Obama signs the Shark Conservation Act, meant to stop killing sharks just for fins

From ANIMAL PEOPLE,  January/February 2011:

Washington D.C. – U.S. President Barack Obama on January 4, 2011 endorsed into law the Shark Conservation Act,  passed unanimously by both the Senate and the House of Representatives during the last days of the 111th Congress.

“The legislation requires that sharks be landed with their fins still naturally attached,  the only sure way to enforce a ban on finning,”  summarized Humane Society Legislative Fund president Mike Markarian.

Finning is the practice of killing sharks just for their fins and dumping the rest of each dead or dying shark.

The Shark Conservation Act will also “close a loophole in the current law that allowed vessels to transport fins obtained illegally as long as the sharks were not finned aboard that vessel,” Markarian added.  “Up to 73 million sharks are killed [for fins] each year–a major cause of declines in shark populations,”  Markarian said.
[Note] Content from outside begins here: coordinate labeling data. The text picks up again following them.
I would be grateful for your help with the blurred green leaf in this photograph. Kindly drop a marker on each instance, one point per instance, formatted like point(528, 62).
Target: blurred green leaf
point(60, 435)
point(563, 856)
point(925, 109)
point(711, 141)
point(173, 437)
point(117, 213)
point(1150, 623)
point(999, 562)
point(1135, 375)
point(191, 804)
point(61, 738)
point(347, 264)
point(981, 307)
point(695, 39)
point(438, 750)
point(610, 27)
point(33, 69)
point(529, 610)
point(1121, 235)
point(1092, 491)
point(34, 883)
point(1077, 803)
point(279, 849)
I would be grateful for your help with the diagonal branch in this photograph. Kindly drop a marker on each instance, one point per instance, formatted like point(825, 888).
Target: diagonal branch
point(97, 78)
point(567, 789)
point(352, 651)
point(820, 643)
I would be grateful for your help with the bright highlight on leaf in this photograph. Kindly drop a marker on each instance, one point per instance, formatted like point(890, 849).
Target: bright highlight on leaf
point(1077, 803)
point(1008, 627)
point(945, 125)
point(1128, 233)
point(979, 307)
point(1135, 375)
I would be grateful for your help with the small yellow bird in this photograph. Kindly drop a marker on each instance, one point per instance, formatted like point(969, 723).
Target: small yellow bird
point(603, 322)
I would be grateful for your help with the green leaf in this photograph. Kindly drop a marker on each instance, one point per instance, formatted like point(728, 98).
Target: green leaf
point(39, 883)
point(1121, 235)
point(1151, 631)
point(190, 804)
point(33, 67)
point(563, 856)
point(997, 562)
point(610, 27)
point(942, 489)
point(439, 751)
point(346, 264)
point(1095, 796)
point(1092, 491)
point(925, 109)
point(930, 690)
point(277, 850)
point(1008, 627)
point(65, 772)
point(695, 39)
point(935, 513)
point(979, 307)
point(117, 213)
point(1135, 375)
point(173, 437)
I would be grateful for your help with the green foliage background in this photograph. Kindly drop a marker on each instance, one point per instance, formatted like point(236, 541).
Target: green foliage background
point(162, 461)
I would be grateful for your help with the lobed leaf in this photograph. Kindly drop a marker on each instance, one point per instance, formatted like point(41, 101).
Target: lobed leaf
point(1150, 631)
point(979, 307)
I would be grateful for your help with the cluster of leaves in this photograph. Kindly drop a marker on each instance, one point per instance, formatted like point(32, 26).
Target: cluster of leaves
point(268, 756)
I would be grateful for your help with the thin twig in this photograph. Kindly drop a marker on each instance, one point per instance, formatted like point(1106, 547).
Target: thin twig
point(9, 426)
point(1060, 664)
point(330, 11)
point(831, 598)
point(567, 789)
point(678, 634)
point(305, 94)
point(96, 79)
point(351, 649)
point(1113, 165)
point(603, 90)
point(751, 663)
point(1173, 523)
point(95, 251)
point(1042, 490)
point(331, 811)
The chief market for shark fins is for use in shark fin soup, served at formal dinners,  especially wedding banquets,  in the more affluent parts of China and other nations with large ethnic Chinese populations.

“”In 2000,”  recalled the Animal Welfare Institute in a prepared statement,  “President Bill Clinton signed the Shark Finning Prohibition Act,  making it unlawful to possess a shark fin in U.S. waters without a corresponding carcass.”  When that proved difficult to enforce,  AWI said,  “the National Oceanic and Atmospheric Administration issued regulations in 2008 mandating that sharks must be landed with fins attached in the Atlantic,  Caribbean and Gulf of Mexico,  but not the Pacific.  The Shark Conservation Act extends this requirement to all U.S. waters.”

But AWI noted that “The version of the bill that passed includes an exemption for smooth dogfish sharks,  for which a small fishery exists in North Carolina,  primarily targeting the fish for meat.  The exemption will allow these few fishers to continue to separate fins of this species from carcasses at sea to conserve space on their boats.  These fishers will be responsible for demonstrating that the fins on their boat belong to the carcasses.”

“Shark finning has continued because the fins fetch a far higher price than the meat,”  elaborated Washington Post staff writer Juliet Eilperin.

The Shark Conservation Act was blocked in the Senate for more than two months by Oklahoma Republican Tom Coburn,  “on the grounds that implementing it would cost taxpayers money,”  wrote Eilperin. “The bill sponsors offset the measure’s five-year,  $5 million cost by cutting that amount from a federal fisheries grant program over the next two years.”

The 2000 Shark Finning Prohibition Act was credited by Pew Environment Group global shark conservation director Matt Rand with introducing a 93% decline in the average numbers of sharks landed in the U.S. per year–but the actual catch may have been much larger, due to transfers of fins to foreign vessels while still at sea.

Recalled Shaun Tandon of Agence France-Presse,  “In 2002, the U.S. Coast Guard seized a Hong Kong-chartered,  Hawaii-registered ship that was hauling nearly 65,000 pounds of just fins–meaning tens of thousands of sharks died.”

Hawaii state senator Clayton Hee in May 2010 won passage of a bill which prohibited possessing,  selling,  or bartering shark fins within Hawaii and Hawaiian waters.

Similar bills have been adopted in Palau and the Maldives.  A parallel bill introduced by Commonwealth of the Northern Mariana Islands house minority leader Diego Bonavente cleared the CNMI house on November 17,   but was amended before passage by the CNMI senate on December 9.

Hee flew to Saipan to help lobby for CNMI house ratification of the amended bill, and to ask Governor Benigno Fitial to promptly sign the bill into law when it reaches his desk.  “Press secretary Angel Demapan said the governor indicated his ‘full support for the shark finning ban,'”  reported Haidee V. Eugenio of the Saipan Tribune.